Il est 13h15 quand Elhadj Abdourahmane Diallo, 62 ans, sort de chez lui dans une ruelle du quartier pour se rendre à la mosquée lors de l’appel du muezzin. Il est alors interpellé par deux policiers en ronde, faisant partie de la brigade de la compagnie mobile d’intervention.
Contacté par notre rédaction, il nous a raconté ce qu’il s’est passé :
Ils m’ont demandé ce que je faisais dans la rue, et je leur ai répondu que je me rendais à la mosquée pour prier. Puis très rapidement, il m’a demandé de lui donner mon téléphone. J’ai refusé, en lui disant que j’en avais besoin pour être en contact avec ma famille et pour travailler. Il m’a alors accusé de vendre de la drogue aux jeunes du quartier, puis m’a alors interpellé. J’ai protesté en disant que je n’avais rien fait, et c’est là qu’il m’a giflé. Je lui ai dit qu’il pouvait me tuer, mais qu’il n’aurait pas mon téléphone.

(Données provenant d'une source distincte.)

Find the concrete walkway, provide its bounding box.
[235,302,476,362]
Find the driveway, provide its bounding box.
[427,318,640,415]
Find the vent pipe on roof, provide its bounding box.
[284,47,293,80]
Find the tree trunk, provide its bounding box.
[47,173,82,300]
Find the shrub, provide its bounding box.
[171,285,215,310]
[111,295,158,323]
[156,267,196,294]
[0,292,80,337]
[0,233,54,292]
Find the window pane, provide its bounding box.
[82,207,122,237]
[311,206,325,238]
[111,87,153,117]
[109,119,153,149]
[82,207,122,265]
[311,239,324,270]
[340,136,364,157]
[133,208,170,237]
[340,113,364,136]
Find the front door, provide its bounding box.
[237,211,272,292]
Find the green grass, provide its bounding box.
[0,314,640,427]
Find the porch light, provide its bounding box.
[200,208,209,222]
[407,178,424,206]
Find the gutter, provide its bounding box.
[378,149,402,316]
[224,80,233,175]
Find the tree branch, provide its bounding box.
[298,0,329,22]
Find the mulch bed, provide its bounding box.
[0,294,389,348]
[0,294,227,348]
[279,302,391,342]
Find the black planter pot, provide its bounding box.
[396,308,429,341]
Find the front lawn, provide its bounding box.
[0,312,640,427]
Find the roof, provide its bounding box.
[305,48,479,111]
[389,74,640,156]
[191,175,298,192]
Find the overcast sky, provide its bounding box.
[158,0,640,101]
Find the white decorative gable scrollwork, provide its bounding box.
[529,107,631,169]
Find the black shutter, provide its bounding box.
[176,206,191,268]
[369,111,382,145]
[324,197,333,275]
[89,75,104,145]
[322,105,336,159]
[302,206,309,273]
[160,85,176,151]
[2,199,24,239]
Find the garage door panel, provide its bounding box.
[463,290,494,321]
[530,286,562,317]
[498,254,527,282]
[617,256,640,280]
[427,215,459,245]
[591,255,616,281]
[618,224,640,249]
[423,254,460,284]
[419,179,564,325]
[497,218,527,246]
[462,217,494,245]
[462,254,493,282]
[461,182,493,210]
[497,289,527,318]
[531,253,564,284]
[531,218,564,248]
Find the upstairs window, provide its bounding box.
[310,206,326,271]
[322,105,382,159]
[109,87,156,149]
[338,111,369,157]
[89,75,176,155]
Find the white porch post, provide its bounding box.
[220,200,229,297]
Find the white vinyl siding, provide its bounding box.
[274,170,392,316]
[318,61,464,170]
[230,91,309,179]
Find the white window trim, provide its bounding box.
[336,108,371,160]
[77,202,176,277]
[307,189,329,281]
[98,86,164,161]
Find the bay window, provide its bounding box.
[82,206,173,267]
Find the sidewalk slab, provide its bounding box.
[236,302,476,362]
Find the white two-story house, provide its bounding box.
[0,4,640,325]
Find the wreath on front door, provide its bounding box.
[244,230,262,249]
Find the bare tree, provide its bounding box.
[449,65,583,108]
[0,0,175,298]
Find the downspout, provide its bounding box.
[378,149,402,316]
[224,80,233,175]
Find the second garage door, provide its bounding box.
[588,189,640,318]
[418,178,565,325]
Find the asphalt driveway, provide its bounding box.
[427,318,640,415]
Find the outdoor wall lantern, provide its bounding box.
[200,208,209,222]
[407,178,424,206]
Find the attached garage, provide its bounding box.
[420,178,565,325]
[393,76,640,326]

Ils m’ont emmené à la station de police où je suis resté environ une heure. Ce sont des membres de ma mosquée qui sont venus me chercher et qui ont payé une rançon pour que je sois libéré. Je ne sais pas combien ils ont dû payer [selon Guinée Matin, qui a aussi pu interviewer l’homme, les fidèles auraient payé 3 millions de francs guinéens, soit 287 euros, pour la libération de Elhadj Abdourahmane Diallo].
« J’ai beaucoup voyagé en Afrique, mais c’est la première fois que des policiers se comportent ainsi avec moi »
Les policiers m’ont insulté, et ont insulté ma communauté en disant que « ce n’était pas l’heure de prier ». Mais ils n’ont fait aucune référence directe aux manifestations qu’il y avait dans les rues non loin de là. Aucun membre de ma famille ne manifeste, donc à part pour me voler mes affaires personnelles, je ne vois aucune autre raison de m’arrêter.
Je suis guinéen et j’ai beaucoup voyagé dans de nombreux pays en Afrique, comme le Libéria, le Sénégal ou le Mali. Mais c’est la première fois que je suis traité de la sorte par un policier. C’est un manque de respect. J’espère que ces actes ne resteront pas impunis et qu’il y aura des sanctions : les policiers doivent apporter la paix dans le pays et assurer la sécurité, pas se comporter comme ça.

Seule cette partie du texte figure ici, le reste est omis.